TL;DR
- Terraform structures must match the type of divergence across environments: value-based (sizes, counts) or structural (providers, topology, IAM boundaries).
- Folder-per-environment is safe and explicit but risks drift without strong module discipline.
- Workspaces support value-based differences but are operationally weak for structurally divergent or highly isolated environments.
- Per-service root modules scale best in microservice organizations.
- Service-aligned workspaces offer a hybrid approach but carry operational risks.
- Environment generators (Terragrunt/codegen) provide maximal parity and DRYness but add tooling complexity.

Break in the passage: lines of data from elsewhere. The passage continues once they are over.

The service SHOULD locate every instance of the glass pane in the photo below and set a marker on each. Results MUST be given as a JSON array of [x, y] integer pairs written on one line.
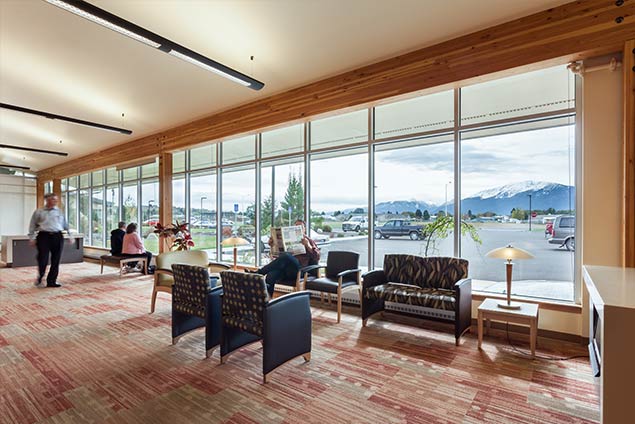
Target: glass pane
[[97, 217], [202, 214], [131, 173], [535, 92], [421, 114], [72, 211], [129, 210], [239, 203], [178, 161], [282, 199], [112, 175], [413, 219], [73, 183], [525, 208], [239, 150], [283, 141], [84, 220], [150, 169], [149, 215], [98, 178], [203, 157], [84, 180], [112, 209], [340, 130], [339, 188], [178, 198]]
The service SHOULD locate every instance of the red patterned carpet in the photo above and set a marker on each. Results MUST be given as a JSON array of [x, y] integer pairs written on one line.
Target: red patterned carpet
[[90, 352]]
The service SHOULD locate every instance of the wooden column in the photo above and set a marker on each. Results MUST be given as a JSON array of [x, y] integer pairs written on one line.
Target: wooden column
[[629, 154], [57, 189], [165, 192]]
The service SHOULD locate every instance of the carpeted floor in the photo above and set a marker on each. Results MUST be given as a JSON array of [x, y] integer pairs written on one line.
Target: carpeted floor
[[90, 352]]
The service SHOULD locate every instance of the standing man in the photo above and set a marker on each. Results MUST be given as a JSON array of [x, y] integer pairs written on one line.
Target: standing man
[[48, 223]]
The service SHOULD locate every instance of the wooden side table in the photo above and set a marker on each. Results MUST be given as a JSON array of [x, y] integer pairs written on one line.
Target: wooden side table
[[526, 315]]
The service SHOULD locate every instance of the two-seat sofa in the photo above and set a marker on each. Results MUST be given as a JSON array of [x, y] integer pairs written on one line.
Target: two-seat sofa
[[431, 284]]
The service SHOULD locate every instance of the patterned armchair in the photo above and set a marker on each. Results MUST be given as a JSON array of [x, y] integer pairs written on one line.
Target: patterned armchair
[[434, 283], [342, 273], [195, 304], [163, 278], [248, 315]]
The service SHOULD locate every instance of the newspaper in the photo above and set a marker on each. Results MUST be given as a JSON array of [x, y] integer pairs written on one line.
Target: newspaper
[[287, 239]]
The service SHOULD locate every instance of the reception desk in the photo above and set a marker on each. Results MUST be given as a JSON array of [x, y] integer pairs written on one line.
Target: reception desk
[[17, 251]]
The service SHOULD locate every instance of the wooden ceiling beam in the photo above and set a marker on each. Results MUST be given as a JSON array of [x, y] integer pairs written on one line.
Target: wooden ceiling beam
[[573, 31]]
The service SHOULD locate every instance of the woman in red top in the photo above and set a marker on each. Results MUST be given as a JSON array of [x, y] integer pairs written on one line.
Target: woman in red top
[[133, 244], [286, 266]]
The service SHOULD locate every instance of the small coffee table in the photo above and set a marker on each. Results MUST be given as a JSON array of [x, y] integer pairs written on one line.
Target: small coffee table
[[526, 315]]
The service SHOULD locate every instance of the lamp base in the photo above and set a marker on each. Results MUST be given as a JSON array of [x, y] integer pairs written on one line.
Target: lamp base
[[504, 305]]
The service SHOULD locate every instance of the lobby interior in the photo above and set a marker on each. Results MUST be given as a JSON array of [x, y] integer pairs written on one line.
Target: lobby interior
[[464, 171]]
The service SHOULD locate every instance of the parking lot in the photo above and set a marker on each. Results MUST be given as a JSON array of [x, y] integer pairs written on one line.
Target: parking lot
[[549, 274]]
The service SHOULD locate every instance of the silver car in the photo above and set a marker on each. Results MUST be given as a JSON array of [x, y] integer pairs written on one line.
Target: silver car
[[563, 232]]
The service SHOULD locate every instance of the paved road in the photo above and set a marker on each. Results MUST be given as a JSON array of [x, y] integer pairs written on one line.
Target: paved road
[[552, 266]]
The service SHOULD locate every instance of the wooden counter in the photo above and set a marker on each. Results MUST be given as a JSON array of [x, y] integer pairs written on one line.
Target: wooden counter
[[17, 252]]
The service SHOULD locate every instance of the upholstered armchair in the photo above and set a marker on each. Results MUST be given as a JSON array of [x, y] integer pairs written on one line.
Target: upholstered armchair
[[195, 304], [163, 278], [438, 286], [341, 273], [248, 315]]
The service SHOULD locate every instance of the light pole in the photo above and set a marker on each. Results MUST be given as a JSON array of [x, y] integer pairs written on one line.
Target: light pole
[[446, 197], [202, 198], [529, 195]]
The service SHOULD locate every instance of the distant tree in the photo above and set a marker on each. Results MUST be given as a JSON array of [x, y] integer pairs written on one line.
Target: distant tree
[[294, 198]]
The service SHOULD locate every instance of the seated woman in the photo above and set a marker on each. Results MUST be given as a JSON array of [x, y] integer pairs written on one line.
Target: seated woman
[[133, 244], [286, 266]]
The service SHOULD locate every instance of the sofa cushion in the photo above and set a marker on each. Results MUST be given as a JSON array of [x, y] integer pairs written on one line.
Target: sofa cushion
[[413, 295], [425, 272]]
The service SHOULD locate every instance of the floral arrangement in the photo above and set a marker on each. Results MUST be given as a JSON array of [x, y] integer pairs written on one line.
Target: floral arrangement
[[178, 233]]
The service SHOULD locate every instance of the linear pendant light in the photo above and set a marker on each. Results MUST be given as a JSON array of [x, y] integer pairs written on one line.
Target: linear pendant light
[[31, 149], [127, 28], [64, 118]]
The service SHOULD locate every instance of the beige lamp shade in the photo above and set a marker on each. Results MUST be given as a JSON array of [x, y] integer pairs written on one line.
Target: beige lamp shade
[[234, 241], [509, 253]]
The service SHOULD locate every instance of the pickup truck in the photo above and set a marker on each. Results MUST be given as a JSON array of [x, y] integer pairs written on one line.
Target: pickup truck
[[399, 227]]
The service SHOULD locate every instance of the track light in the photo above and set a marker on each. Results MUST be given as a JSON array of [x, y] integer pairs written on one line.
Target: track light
[[127, 28], [64, 118], [31, 149]]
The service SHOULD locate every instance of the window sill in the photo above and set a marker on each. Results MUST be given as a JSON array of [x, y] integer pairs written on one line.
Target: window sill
[[550, 305]]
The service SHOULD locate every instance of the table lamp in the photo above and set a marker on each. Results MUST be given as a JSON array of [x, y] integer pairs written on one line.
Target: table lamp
[[509, 253], [234, 242]]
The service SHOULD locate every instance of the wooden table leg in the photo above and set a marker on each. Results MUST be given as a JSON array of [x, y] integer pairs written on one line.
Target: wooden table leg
[[533, 330], [480, 329]]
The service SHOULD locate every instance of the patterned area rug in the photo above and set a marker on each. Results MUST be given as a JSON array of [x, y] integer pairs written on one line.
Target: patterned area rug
[[90, 352]]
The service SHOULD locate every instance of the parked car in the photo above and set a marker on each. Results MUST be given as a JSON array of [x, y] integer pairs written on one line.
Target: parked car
[[355, 223], [399, 227], [563, 232]]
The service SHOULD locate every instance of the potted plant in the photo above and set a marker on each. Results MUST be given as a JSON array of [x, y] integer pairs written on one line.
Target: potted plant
[[175, 236]]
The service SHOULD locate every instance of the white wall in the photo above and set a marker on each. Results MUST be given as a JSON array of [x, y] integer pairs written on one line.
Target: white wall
[[17, 203]]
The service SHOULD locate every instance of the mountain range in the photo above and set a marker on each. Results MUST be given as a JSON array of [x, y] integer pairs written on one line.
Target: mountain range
[[500, 200]]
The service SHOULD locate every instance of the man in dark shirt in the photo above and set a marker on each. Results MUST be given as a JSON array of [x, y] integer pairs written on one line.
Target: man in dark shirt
[[116, 239], [286, 266]]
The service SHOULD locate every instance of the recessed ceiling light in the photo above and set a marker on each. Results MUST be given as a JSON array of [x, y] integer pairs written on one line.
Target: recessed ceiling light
[[127, 28]]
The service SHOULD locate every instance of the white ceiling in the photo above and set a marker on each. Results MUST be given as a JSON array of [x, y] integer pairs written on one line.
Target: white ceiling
[[55, 61]]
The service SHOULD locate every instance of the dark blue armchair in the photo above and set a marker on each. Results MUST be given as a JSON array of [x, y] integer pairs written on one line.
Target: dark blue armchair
[[195, 304], [248, 315]]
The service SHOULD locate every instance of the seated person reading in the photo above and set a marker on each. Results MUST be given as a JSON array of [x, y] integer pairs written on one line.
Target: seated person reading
[[286, 266], [116, 239], [133, 244]]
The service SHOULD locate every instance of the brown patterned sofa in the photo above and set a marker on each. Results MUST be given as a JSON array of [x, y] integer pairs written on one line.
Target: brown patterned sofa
[[433, 284]]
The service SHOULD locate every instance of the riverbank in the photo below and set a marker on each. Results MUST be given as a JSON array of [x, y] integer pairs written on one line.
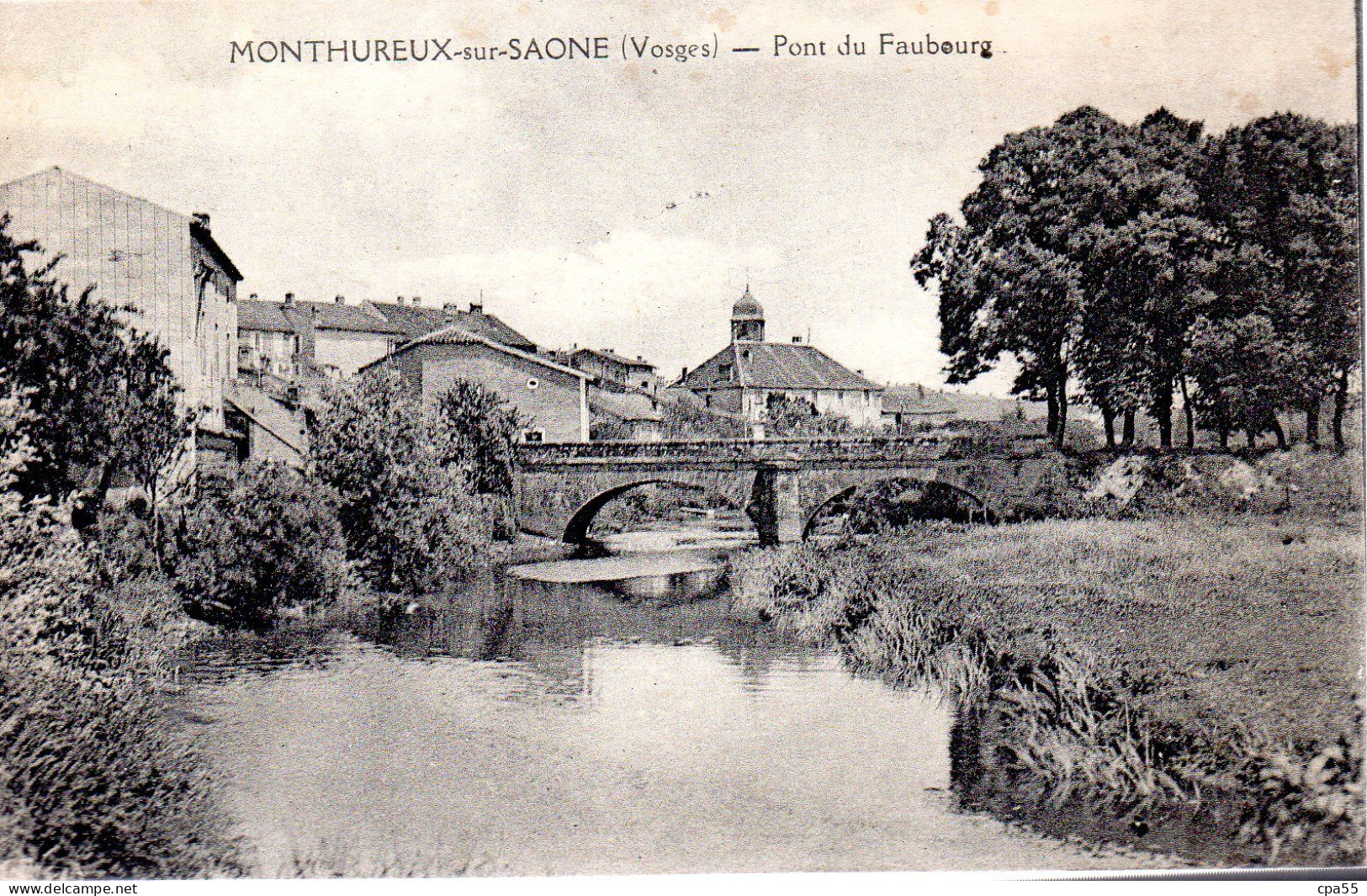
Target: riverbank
[[513, 725], [1184, 684]]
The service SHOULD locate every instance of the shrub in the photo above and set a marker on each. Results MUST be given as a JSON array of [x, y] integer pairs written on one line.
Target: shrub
[[406, 498], [93, 782], [256, 546]]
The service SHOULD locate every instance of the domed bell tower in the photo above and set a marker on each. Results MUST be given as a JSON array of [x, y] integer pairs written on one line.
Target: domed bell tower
[[747, 319]]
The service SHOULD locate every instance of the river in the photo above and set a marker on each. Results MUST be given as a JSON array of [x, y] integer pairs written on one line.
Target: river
[[588, 716]]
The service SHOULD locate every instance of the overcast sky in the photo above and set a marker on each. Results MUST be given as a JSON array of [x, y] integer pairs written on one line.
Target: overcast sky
[[623, 204]]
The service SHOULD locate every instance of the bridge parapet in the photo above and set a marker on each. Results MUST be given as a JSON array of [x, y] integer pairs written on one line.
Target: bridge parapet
[[744, 452]]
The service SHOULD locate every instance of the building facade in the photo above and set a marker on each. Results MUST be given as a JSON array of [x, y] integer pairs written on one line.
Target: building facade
[[137, 253], [610, 367], [295, 341], [750, 375], [550, 395]]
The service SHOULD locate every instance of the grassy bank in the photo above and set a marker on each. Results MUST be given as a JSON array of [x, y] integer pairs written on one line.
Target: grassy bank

- Environment parity is achieved through module logic, not directory layout.
Terraform becomes difficult to manage as teams introduce multiple microservices and long-lived environments like dev, staging, and prod. A sustainable Terraform architecture balances:
- Environment parity
- Strong isolation
- Service-level autonomy
- DRY logic
- Support for divergence
- Predictable promotion flows
Choosing the right pattern is primarily about understanding the nature of your environment differences and the structure of your engineering organization.
Best Practices
Strong State Isolation
Dev operations must be structurally incapable of impacting prod.
Minimize Blast Radius
Decompose monolithic state files. Smaller root modules ensure that a bad apply in one service cannot accidentally destroy resources in another.
DRY Logic Through Modules
All environment logic should live in modules to prevent drift.
Maintain Environment Parity Where Required
Staging and prod should behave equivalently except for intended differences.
Support Intentional Divergence
Differences must be expressed cleanly, either as variables or structural changes.
Predictable Promotion Workflows
Promotion paths should be deterministic and low risk.
These practices drive the evaluation of the Terraform patterns below.
Value Divergence vs. Structural Divergence
A critical distinction for choosing a pattern:
Value Divergence
Differences in parameters: instance size, feature flags, scaling limits.
Workspaces handle these well.
Structural Divergence
Differences in topology, provider configurations, IAM boundaries, backends, or additional resources.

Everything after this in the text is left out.